Negosiasi Face 2 Face

Acara inti dari perjanan ke malaysia ini adalah penawaran dari para pedagang malaysia kepada para pembeli dari negara-negara yang datang.

Cuman cara penawaran ini yang bikin sebagian dari kita suprise banget

karena langsung duduk di meja berhadapan dan melakukan negosiasi face to face. pake bahasa inggris pastinya. saya lumayan shock karena bahasa inggris saya parah banget.

Ilmu nekad yang saya bawa dari rumah akhirnya saya praktekkan, poko’e ngomong dengan bahasa inggris yang to the poin atau malah pake bahasa tarsan, misalnya mau nanya harga saya cuman bilang ‘price’ trus buat nominalnya saya pake kalkulator.

Cukup dengan cara itu ternyata bisa bikin mereka bicara panjang lebar, untung bahasa inggris pasive saya lebih bagus dari bahasa inggris active saya, jadi saya cukup mudeng dengan keterangan mereka.

Selama 2 hari kami berhadapan secara langsung dengan para supplier dari malaysia itu, dan kami saya dapat pengalaman yang sangat berharga, mereka rata-rata bukan produsen, mereka hanya broker atau para pembuat design saja sementara pabrik-pabriknya ada di cina dan india. ternyata itu yang membuat harga yang mereka tawarkan jauh lebih mahal dari harga kulakan saya di tanah abang.

Ada lagi yang lebih hebat dan pasti bikin iri. para entrepreneur dari negeri jiran itu akan langsung dapat kredit lunak dari pemerintahnya hanya dengan menunjukkan bukti transaksi, keren abis kan.

Masalah kredit di negeri jiran sangat membuat air liur menetes, para entrepreneur disana tentunya harus warganegara malaysia akan langsung di beri modal usaha sampai 100% oleh pemerintahnya bila mereka sudah memenuhi beberapa persyaratan seperti pembukuan yang baik atau lama usaha. dan setelah pemberian modal tadi bisa dikembangkan lagi mereka bisa mengajukan dana pengembangan ke pemerintah yang lolos akan mendapat fasilitas dana dengan sisten 50% hibah dan 50% lagi dengan kredit yang sanat lunak.

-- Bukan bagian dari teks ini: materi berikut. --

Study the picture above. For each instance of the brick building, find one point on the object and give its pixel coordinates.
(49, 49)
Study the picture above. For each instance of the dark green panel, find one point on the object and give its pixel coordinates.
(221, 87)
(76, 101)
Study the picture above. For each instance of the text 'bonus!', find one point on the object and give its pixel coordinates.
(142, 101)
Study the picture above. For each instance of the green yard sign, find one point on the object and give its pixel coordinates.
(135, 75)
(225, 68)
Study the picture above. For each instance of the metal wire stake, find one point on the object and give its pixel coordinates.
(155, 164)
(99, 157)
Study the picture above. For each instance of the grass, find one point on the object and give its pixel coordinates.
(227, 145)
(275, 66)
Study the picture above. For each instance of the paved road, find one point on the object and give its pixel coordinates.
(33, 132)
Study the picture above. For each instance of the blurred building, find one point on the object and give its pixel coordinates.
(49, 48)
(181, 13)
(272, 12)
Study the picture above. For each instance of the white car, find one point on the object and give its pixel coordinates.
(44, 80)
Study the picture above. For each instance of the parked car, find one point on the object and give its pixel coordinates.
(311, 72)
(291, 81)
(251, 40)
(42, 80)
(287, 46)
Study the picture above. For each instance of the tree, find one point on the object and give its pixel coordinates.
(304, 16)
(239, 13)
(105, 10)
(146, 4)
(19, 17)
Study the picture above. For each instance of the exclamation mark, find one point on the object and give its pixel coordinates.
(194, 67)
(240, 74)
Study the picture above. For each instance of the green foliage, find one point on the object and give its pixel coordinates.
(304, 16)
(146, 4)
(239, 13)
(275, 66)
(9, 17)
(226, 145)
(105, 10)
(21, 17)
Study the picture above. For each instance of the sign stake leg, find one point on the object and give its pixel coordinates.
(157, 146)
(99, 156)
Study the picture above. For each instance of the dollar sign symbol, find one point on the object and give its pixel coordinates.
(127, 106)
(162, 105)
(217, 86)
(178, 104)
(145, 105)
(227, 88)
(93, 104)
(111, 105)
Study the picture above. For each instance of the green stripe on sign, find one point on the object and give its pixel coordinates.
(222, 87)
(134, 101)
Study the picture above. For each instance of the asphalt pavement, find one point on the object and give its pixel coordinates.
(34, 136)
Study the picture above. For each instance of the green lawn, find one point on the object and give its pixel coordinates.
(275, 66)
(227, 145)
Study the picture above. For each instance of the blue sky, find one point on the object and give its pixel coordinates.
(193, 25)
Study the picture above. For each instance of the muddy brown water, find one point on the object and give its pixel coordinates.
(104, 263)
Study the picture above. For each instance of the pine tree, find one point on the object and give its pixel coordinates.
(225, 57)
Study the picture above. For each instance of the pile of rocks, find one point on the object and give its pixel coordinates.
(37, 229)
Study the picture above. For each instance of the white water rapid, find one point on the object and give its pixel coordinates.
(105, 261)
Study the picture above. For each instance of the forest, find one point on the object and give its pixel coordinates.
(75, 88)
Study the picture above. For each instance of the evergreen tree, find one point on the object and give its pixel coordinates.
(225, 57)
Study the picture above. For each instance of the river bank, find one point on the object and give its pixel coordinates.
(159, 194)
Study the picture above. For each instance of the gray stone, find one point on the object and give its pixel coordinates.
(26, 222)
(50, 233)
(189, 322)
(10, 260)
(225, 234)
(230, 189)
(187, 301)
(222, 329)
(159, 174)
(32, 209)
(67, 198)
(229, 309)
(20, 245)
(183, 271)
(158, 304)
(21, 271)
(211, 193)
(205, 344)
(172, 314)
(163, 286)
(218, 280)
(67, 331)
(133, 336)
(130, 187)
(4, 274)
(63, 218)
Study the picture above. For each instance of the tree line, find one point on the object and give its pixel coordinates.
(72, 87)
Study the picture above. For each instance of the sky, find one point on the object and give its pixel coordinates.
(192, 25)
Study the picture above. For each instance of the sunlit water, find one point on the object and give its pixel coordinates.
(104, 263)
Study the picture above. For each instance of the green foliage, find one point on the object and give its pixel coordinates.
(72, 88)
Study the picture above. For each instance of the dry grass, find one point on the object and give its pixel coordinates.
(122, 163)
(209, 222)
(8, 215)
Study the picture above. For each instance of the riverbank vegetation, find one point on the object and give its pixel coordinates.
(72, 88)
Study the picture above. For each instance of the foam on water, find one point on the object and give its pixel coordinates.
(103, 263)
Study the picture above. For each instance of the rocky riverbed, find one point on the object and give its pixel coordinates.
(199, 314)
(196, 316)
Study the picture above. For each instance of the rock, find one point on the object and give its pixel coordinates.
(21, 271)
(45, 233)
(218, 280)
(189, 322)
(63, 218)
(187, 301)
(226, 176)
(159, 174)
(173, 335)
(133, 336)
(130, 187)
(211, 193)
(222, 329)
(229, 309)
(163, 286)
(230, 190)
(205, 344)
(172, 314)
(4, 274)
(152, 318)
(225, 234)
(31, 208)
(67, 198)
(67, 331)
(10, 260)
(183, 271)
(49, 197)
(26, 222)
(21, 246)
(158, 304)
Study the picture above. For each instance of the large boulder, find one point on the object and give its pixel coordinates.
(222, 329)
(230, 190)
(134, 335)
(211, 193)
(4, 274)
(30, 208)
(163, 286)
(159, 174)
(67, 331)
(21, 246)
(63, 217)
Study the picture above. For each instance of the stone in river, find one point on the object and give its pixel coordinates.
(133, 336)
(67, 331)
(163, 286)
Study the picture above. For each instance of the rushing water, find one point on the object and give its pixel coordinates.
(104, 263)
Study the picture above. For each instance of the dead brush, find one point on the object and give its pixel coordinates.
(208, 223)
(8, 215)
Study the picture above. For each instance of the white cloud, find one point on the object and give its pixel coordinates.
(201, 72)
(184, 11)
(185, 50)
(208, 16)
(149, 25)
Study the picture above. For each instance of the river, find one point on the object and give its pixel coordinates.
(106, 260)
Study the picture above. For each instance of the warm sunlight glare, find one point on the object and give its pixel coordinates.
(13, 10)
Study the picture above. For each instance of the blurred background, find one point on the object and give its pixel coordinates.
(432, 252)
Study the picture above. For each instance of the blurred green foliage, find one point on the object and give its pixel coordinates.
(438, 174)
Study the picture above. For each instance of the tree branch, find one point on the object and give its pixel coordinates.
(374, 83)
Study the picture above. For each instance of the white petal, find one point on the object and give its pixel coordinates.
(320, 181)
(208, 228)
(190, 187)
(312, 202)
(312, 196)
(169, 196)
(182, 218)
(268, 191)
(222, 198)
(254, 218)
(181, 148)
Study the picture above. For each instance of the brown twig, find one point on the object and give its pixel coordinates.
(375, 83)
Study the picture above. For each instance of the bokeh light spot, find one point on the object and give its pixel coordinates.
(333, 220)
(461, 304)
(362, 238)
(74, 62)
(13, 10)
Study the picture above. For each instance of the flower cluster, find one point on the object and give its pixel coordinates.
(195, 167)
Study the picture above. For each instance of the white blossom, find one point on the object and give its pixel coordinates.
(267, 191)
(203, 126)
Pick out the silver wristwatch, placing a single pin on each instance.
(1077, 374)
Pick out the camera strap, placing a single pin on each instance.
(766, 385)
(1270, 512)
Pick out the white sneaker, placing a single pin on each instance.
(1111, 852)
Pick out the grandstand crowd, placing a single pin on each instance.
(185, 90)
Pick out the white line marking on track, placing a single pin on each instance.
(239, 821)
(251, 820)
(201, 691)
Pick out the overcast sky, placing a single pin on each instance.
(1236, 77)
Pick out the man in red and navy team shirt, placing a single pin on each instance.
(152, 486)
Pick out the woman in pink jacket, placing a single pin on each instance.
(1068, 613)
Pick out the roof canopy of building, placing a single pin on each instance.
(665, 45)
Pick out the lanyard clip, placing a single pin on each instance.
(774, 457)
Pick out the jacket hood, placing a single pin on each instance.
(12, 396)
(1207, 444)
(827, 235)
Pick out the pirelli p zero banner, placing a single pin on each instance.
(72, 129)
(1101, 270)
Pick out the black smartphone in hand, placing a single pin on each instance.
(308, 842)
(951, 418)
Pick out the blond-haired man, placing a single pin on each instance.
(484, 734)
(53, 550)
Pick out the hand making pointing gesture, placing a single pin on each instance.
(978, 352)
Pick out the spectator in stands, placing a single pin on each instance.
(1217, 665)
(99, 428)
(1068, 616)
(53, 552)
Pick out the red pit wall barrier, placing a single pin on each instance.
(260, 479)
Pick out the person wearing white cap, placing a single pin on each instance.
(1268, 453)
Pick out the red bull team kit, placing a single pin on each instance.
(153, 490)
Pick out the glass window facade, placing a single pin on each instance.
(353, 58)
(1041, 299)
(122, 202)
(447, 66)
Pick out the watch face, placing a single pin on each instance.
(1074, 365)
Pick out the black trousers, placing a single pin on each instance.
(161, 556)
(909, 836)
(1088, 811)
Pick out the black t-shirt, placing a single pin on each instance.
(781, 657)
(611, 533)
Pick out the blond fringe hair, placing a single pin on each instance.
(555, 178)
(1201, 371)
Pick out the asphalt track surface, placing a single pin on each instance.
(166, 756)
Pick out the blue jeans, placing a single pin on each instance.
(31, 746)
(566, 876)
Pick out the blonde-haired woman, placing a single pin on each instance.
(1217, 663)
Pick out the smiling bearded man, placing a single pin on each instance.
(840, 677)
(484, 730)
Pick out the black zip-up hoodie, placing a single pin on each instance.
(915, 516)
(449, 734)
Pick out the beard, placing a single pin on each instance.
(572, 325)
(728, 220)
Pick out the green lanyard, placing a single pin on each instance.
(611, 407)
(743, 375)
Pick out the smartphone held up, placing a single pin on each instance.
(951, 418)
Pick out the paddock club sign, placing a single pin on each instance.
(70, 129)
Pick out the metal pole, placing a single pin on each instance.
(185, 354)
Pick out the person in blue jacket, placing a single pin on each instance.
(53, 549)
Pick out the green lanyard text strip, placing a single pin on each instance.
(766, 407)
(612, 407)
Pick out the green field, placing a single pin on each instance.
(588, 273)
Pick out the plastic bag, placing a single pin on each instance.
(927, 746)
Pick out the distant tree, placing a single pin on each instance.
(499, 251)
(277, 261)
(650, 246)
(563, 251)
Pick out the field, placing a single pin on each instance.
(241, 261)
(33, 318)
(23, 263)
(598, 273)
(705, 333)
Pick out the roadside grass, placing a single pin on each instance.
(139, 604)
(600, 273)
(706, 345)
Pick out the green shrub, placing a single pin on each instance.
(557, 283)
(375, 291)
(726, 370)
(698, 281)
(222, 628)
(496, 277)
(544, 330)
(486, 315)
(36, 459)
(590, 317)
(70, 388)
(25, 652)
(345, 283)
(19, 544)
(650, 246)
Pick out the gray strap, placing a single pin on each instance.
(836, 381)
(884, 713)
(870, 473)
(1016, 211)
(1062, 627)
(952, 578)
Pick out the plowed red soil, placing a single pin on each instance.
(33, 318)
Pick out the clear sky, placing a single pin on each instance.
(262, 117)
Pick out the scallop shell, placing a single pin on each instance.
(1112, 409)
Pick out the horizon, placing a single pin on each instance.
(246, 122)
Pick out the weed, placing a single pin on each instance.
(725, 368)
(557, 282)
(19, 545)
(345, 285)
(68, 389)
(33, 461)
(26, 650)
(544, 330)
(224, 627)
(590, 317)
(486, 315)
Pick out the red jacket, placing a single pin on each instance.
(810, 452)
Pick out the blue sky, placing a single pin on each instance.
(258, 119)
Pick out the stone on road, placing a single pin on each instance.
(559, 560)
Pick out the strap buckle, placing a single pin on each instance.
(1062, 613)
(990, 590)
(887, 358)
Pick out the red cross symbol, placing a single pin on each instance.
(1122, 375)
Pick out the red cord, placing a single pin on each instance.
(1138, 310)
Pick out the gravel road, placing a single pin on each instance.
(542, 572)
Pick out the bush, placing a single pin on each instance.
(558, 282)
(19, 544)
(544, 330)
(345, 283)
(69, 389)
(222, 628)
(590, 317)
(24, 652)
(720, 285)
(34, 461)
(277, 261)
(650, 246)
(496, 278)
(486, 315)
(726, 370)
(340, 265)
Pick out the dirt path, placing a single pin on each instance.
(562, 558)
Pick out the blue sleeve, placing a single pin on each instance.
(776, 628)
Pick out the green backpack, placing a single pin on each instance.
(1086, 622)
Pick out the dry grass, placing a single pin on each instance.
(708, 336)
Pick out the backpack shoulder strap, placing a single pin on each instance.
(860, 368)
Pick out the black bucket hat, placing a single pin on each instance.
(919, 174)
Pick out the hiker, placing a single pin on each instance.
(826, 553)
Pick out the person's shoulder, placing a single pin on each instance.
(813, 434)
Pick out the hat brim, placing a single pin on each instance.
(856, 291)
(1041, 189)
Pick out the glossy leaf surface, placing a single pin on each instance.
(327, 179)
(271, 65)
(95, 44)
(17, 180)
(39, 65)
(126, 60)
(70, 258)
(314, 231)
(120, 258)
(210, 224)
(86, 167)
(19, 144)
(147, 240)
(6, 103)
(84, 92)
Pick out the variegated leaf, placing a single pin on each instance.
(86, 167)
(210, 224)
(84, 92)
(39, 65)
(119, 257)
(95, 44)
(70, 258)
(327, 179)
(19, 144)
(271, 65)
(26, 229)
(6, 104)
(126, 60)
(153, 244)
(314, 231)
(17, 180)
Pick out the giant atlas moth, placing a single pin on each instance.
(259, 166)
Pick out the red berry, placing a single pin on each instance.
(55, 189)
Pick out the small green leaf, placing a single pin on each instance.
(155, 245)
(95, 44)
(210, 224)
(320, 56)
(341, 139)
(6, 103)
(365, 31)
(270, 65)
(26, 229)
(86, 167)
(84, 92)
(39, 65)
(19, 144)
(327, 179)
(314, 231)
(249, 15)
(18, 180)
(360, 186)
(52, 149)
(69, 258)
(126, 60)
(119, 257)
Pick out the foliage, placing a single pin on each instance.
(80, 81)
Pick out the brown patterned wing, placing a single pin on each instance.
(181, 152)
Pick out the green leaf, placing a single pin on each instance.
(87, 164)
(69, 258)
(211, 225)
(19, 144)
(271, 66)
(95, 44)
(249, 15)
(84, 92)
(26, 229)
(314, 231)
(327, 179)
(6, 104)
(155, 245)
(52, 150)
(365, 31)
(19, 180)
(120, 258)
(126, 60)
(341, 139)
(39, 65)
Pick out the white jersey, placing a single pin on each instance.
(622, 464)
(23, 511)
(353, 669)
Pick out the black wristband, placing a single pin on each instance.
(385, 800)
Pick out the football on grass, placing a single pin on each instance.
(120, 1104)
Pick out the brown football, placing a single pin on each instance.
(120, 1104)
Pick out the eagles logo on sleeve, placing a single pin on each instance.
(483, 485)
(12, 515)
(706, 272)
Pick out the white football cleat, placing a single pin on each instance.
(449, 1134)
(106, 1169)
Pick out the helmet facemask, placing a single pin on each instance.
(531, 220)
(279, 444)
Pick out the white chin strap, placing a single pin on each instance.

Sangat menggiurkan! itu kenapa entrepreneur di sana lebih maju dari pada entrepreneur di negeri kita tercinta ini. walaupun saat saya negosiasi dengan mereka secara face to face masih banyak yang modelnya ndeso jauh lebih ndeso dibandingkan kita disini tapi bila denger critanya tentang bisnis wah bikin mlongo.

Apapun selama saya disana cukup bikin saya bangga sebagai orang indonesia karena kami datang sebagai pembeli sedang orang malaysia sebagai penjualnya. pembeli tentunya berhak cerewet dan minta harga sesuai dengan yang diinginkan, sedangkan penjual harus melayani pembeli sesuai dengan kebutuhan mereka dan kemampuan mereka.